Combined Thymoglobulin and Interleukin-2 Receptor Antagonist Induction Therapy in Kidney Transplantation Is Associated With Worse Delayed Graft Function, Acute Rejection, Graft Loss, and Mortality.

INTRODUCTION

Single-agent induction with either Thymoglobulin (ATG), alemtuzumab, or interleukin-2 receptor antibodies (IL2Ra) is a standard of immunosuppression during kidney transplantation (KTX). Dual-induction therapy (DIT) with ATG + IL2Ra is occasionally administered as part of a center-specific protocol or salvage following failed ATG or IL2Ra induction. We report the outcomes of single-agent regimens versus DIT.

METHODS

Analysis of the UNOS database from January 1, 2000, to June 30, 2024, focused on KTX recipients induced with ATG, alemtuzumab, IL2Ra, or DIT. Recipient and donor characteristics were recorded. Primary and secondary endpoints were compared across induction therapies with Kaplan-Meier survival curves and regression analysis. Outcomes were stratified based on living (LDKT) or deceased (DDKT) donor status.

RESULTS

Of the 296,910 KTX recipients, 3.6% were induced with DIT, 58.1% ATG, 14.1% alemtuzumab and 24.3% with IL2Ra. Compared to other regimens, DIT recipients had the highest human leukocyte antigen mismatch, highest Kidney Donor Profile Index and longest cold ischemia time.
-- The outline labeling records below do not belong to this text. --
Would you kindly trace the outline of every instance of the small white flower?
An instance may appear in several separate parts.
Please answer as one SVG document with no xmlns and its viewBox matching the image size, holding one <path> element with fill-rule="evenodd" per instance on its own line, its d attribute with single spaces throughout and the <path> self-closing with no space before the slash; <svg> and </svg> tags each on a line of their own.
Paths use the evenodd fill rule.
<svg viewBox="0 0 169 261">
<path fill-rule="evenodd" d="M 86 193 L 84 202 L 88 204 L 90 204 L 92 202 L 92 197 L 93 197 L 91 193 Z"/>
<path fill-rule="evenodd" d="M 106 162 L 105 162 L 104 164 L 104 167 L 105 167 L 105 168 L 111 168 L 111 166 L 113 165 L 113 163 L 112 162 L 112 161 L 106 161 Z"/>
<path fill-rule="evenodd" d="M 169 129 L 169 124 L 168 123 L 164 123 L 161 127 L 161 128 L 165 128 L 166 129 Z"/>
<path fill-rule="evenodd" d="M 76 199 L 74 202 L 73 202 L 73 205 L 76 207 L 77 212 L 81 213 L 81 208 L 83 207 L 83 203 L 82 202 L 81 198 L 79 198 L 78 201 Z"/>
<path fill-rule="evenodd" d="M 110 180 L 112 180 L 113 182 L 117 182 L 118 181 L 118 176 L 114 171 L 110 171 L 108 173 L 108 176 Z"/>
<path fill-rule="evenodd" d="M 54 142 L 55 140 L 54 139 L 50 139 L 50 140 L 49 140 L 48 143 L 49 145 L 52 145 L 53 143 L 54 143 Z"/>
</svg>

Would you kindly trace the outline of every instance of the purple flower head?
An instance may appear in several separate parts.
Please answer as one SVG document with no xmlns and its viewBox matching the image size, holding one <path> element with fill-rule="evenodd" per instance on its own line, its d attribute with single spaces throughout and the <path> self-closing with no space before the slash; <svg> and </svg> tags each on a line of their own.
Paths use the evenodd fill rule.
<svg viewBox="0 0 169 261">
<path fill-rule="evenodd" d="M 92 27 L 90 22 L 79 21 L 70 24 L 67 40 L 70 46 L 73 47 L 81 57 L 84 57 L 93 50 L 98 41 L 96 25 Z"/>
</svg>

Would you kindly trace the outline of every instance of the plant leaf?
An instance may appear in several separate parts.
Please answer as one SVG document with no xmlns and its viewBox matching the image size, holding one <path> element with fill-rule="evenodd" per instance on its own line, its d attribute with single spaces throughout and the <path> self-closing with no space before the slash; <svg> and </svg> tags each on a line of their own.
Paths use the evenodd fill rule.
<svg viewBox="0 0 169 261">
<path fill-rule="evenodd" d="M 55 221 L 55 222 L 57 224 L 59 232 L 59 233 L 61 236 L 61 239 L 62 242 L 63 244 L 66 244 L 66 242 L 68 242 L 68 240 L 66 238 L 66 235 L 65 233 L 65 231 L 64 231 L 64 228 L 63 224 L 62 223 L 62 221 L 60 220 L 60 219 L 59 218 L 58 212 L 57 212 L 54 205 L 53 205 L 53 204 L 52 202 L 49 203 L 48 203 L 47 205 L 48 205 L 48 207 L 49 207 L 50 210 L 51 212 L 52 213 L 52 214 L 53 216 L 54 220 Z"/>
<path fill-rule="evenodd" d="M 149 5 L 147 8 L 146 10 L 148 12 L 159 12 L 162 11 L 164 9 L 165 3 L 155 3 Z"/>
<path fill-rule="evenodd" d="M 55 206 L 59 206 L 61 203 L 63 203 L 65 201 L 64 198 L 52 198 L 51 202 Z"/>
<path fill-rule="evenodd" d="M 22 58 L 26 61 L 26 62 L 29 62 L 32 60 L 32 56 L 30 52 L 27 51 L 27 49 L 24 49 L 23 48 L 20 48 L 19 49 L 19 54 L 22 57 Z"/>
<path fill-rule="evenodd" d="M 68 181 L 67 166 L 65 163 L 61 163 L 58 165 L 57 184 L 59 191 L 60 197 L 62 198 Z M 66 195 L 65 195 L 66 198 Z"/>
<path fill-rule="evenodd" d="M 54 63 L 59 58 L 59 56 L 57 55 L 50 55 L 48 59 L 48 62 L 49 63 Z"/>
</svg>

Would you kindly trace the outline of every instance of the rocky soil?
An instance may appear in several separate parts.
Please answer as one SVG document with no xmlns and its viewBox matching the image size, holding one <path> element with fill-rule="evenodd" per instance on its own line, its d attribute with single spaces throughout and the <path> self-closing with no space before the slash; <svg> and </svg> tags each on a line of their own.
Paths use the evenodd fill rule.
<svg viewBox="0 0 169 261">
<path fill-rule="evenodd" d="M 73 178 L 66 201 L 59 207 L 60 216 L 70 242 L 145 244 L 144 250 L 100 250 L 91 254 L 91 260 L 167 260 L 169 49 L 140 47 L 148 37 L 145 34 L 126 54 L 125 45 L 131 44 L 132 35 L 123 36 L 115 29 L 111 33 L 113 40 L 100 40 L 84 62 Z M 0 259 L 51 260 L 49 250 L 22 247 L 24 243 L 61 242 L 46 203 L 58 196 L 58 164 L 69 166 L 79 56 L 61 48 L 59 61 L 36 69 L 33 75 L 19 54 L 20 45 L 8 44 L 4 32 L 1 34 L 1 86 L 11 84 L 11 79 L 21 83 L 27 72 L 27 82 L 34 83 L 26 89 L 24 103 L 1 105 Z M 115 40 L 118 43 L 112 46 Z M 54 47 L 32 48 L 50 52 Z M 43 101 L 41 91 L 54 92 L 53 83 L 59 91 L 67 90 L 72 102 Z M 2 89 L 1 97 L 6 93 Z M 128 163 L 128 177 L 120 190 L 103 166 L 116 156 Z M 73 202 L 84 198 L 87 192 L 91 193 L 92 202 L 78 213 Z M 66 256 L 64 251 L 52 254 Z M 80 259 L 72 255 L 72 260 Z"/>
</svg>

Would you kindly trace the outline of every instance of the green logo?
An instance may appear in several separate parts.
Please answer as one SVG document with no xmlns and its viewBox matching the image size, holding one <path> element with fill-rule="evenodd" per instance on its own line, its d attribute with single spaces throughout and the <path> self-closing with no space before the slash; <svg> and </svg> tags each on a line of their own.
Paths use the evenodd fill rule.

DIT was associated with increased acute rejection (hazard ratio (HR) 1.449 DDKT, HR 1.366 LDKT), delayed graft function (odds ratio 1.170 DDKT, odds ratio 3.765 LDKT) and graft failure (HR 1.184 DDKT, HR 1.176 LDKT) and worse DDKT mortality (HR 1.148) compared to ATG. DIT correlated with reduced cytomegalovirus and post-transplant lymphoproliferative disorder occurrence, increased length of stay and no change in time to rehospitalization.

CONCLUSIONS

DIT was associated with higher risk of prolonged hospitalization, delayed graft function, acute rejection, graft failure and mortality compared to single drug induction. Further investigation with a randomized controlled trial is required to assess causation.